You would know. She did not say that out loud. It leaned toward too forward.

“My family rarely spoke about him.” Emotions that had long ago been purged resurfaced. That should not be possible. Yet the feeling that her family had kept dark, terrible secrets they never revealed left her feeling like that ten-year-old from an age long forgotten.

Mozark’s dark gaze swept her face. “Why did they never speak of him?”

“I do not know. I have never known.” The same frustration and angst attempted to strangle her all over again. “I was so much younger that they seemed intent upon protecting me.”

As she tore her gaze from his mesmerizing one, Emma’s focus landed on the open book, birds tweeting from it, the soft scents of spring wafting over them.

Her thoughts coalesced. “A man who was bad or evil would not have created something like this.” She fingered the page edges. The parchment was of good quality, and the ink barely faded. It still showed crisp on the creamy parchment.

“He protected this book with his magic.” Mozark used his chin to indicate the book. “My magic produced a storm.” His deep voice rumbled through the room, and her.

“Meaning that it took someone of his lineage to produce a spring response?”

“I suspect so. I pulsed energy through it in inquiry, and it responded with a spectacular, but not dangerous storm.”

“That lightning looked real enough.”

“It was. But book sized. It would have offered a jolt but nothing serious. Nothing dangerous. It was a warning.”

Emma flipped the pages of the book. Words leapt out at her, and several of the pages revealed beautiful illustrations. Some colored, which would have taken time, and others mere ink renders.

She opened the book beside her family’s. Emma opened the book to the same page as a colored drawing in the book with her family crest.

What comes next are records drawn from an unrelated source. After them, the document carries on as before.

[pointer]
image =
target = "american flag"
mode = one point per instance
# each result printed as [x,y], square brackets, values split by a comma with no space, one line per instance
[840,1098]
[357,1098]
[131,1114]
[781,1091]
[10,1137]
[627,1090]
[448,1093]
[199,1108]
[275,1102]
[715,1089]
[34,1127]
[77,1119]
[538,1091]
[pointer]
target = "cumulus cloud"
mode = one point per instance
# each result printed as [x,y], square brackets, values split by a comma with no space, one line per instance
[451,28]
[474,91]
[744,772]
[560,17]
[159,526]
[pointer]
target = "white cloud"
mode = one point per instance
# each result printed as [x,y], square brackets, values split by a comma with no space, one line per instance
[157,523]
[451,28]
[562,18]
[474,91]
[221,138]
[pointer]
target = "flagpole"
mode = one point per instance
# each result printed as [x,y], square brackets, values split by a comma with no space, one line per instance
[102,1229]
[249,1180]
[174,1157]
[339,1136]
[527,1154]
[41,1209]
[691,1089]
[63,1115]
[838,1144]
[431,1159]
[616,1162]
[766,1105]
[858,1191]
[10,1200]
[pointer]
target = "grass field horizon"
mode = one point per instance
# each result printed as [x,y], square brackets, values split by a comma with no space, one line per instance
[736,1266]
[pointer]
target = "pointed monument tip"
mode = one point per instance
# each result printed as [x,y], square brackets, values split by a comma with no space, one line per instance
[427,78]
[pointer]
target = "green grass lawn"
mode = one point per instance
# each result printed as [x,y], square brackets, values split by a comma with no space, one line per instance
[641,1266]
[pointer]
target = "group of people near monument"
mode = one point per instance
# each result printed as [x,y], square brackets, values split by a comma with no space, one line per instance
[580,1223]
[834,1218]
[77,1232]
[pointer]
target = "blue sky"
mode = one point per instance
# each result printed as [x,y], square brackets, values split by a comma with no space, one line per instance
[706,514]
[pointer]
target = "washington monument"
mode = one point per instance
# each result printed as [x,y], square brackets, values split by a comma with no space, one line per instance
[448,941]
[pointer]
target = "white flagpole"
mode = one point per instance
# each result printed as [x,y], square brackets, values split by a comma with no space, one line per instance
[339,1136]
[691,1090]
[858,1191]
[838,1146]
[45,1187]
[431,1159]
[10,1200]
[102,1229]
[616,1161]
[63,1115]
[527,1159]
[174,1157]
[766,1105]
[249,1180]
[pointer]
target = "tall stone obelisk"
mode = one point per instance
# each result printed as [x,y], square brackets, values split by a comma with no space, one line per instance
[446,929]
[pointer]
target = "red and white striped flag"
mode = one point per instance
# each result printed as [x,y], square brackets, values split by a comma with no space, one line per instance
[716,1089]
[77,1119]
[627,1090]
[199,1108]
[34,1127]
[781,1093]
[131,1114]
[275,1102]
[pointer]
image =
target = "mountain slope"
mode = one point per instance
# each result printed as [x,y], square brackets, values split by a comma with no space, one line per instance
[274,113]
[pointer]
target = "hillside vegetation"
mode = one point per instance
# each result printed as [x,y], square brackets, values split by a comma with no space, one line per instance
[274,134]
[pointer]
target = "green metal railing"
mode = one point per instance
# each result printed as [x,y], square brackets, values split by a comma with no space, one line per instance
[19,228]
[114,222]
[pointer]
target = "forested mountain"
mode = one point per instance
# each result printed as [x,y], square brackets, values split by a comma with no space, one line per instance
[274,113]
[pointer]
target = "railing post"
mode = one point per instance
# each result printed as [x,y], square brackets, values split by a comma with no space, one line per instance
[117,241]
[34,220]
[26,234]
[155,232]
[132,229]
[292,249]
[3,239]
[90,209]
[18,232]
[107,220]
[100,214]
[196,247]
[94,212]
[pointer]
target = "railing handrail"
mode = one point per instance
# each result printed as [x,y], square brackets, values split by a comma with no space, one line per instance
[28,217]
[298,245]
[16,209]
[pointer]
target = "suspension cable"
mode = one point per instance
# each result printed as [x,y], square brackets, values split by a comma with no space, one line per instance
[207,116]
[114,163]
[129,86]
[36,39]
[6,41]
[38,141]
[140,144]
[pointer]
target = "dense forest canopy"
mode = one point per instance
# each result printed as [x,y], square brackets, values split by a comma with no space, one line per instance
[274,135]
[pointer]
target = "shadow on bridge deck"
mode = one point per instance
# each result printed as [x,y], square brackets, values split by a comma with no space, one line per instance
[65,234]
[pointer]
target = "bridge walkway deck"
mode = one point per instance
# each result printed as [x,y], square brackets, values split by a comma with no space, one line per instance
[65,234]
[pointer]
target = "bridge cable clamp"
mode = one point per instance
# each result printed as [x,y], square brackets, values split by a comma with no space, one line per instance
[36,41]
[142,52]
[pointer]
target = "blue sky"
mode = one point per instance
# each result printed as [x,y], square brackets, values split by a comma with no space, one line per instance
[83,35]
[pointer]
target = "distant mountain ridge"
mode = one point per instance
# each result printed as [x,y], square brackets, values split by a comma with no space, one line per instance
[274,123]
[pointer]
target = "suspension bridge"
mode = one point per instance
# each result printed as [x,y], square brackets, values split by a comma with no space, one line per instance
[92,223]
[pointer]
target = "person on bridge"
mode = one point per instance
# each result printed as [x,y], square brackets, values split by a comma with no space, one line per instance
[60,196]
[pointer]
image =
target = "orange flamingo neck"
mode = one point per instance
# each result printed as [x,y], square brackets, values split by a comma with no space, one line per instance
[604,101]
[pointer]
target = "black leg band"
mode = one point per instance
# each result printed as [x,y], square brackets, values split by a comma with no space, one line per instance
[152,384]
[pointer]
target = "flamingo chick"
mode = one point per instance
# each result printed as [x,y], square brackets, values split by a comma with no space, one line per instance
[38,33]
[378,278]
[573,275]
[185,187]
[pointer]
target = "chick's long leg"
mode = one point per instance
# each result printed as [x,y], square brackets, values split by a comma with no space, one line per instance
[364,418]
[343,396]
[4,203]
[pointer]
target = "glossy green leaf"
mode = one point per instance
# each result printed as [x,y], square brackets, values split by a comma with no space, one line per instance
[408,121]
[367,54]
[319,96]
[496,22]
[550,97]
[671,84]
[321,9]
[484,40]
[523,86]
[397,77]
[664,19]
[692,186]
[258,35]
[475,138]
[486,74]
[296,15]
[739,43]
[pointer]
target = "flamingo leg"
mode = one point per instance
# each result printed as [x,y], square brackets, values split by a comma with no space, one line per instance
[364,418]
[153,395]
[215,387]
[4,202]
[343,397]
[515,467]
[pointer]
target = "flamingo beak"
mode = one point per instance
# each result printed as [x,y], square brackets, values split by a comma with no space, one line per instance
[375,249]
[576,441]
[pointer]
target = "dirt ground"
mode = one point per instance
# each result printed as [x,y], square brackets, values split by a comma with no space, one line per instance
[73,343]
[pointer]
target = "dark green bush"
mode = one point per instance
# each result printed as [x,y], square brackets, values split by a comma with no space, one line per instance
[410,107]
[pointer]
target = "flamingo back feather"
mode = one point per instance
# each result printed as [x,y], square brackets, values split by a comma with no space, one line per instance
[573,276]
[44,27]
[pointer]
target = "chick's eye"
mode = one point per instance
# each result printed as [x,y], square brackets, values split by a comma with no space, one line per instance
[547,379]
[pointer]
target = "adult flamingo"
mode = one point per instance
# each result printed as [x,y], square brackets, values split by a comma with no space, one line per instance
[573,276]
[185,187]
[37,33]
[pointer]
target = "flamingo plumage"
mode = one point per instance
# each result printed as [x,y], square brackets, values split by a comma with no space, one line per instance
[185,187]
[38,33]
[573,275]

The page showed a similar drawing, but no color. Mozark made a noise in the back of his throat. He opened the book on the right. The final book in the group. The same page looked identical to the middle book. An inked illustration of a particular plant that she had seen before. But no color.

“Why did he add color to this page?”

Mozark did not answer for several heart beats. “Are there additional drawings with color?”

An excellent question. Emma turned each page with care as they inspected the contents. Several more of the illustrations revealed color. The other two books remained inked only.

“Where did you get these books?” Emma now wondered where they had come from.

“Ulric sent them ahead and asked me to determine what was different between them.”

“He believes all three books are different or that only one book is different?”

“I did not ask him for specifics. He mentioned that one was different. Only that.”

Not a very satisfying answer. Nonetheless she did have an answer.

“This book belongs to me.” She lightly tapped the book on the left.

It burst with so much color her eyes burned.